O Ministério Público Federal (MPF) em Roraima recomendou a suspensão imediata do plano de aproximação com o povo indígena isolado Yanomami, que vive no estado. Em sua decisão, a procuradora da República Manoela Lopes Cavalcante recomenda que os órgãos “abstenham-se de promover ações terrestres e/ou aéreas nas imediações da comunidade isolada Moxihatëtëa, na Terra Indígena Yanomami, evitando-se contato com esta”, devendo respeitar as normas específicas para o processo de eventual contato com esses povos isolados.
“As referidas ações junto à comunidade isolada Moxihatëtëa somente poderão ser excepcionalmente admitidas, em caso de necessidade extrema decorrente de demonstrado risco real a tais povos”, afirma a procuradora.
O MPF lembra ainda que a recomendação “dá ciência e constitui em mora os destinatários quanto às providências solicitadas, podendo a omissão na sua adoção implicar o manejo de todas as medidas administrativas e ações judiciais cabíveis contra os que se mantiverem inertes”.
Questionada sobre o assunto, a Fundação Nacional do Índio (Funai) declarou que foi realizada uma reunião no Dsei Yanomami com o coordenador do órgão, Anderson Andrade Vasconcelos, e que este informou que a aproximação de helicóptero, como estava planejada, não é sua atribuição.
Por meio de nota, a Secretaria Especial de Saúde Indígena (Sesai), vinculada ao Ministério da Saúde, declarou que “não estão programados sobrevoos do Ministério da Saúde sobre a terra indígena Yanomami ou qualquer outra população isolada” e que “toda e qualquer ação de saúde junto a indígenas isolados seguirá estritamente os protocolos já estabelecidos para estes povos”.
Como mostrou a reportagem, o Conselho Distrital de Saúde Indígena (Condisi) pretende fazer, em abril, um sobrevoo com helicóptero sobre a terra indígena yanomami. O objetivo, segundo o presidente do Condisi, Júnior Hekurari Yanomami, é verificar possíveis casos de contaminação por malária e a proximidade de garimpeiros e madeireiros desses grupos isolados.
“A ideia é sobrevoar, ver quais as situações desses isolados, se estão no mesmo local que já identificamos ou não”, disse Júnior, em reportagem publicada nesta segunda-feira. “Sabemos que eles estão próximos de uma região endêmica de malária, além de estarem próximos a garimpos”, comentou.
A ideia não agradou o líder yanomami Davi Kopenawa. “Sou contra isso. Podem espalhar doenças.
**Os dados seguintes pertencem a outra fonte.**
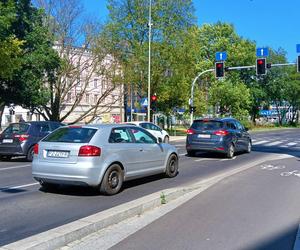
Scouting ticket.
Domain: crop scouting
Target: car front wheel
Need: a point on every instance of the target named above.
(112, 180)
(166, 139)
(172, 166)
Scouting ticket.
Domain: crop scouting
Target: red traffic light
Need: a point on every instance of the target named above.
(154, 98)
E se descerem na terra indígena? Não pode. Eu mesmo sou yanomami e nunca estive com os isolados, porque respeito o espaço deles e trabalho para defender a escolha e a vida deles”, disse Kopenawa. O líder yanomami perdeu a mãe por contaminação de sarampo, após contato feito por não índios.
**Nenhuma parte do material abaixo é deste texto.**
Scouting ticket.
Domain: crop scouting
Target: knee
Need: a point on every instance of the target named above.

Segundo o Conselho Distrital de Saúde Indígena, há registros de que haveria cerca de 80 índios isolados vivendo na região. Eles estariam próximos de comunidades da terra indígena yanomami que já viveram surtos de malária. “No ano passado, uma comunidade yanomami da região teve 200 casos de malária”, disse Júnior. Uma equipe de médicos e técnicos foi enviada para dar tratamento aos indígenas.
Sobrevoos sobre locais habitados por povos isolados são práticas evitadas, porque podem gerar estresse e levar os índios a abandonarem suas casas. Por regra, a localização dessas malocas deve ser mantida em sigilo, como forma de preservar a escolha do próprio indígena, que pretende viver isolado. Para garantir esse isolamento, a Funai monta bases distantes, delimitando e fiscalizando áreas que não podem ser acessadas.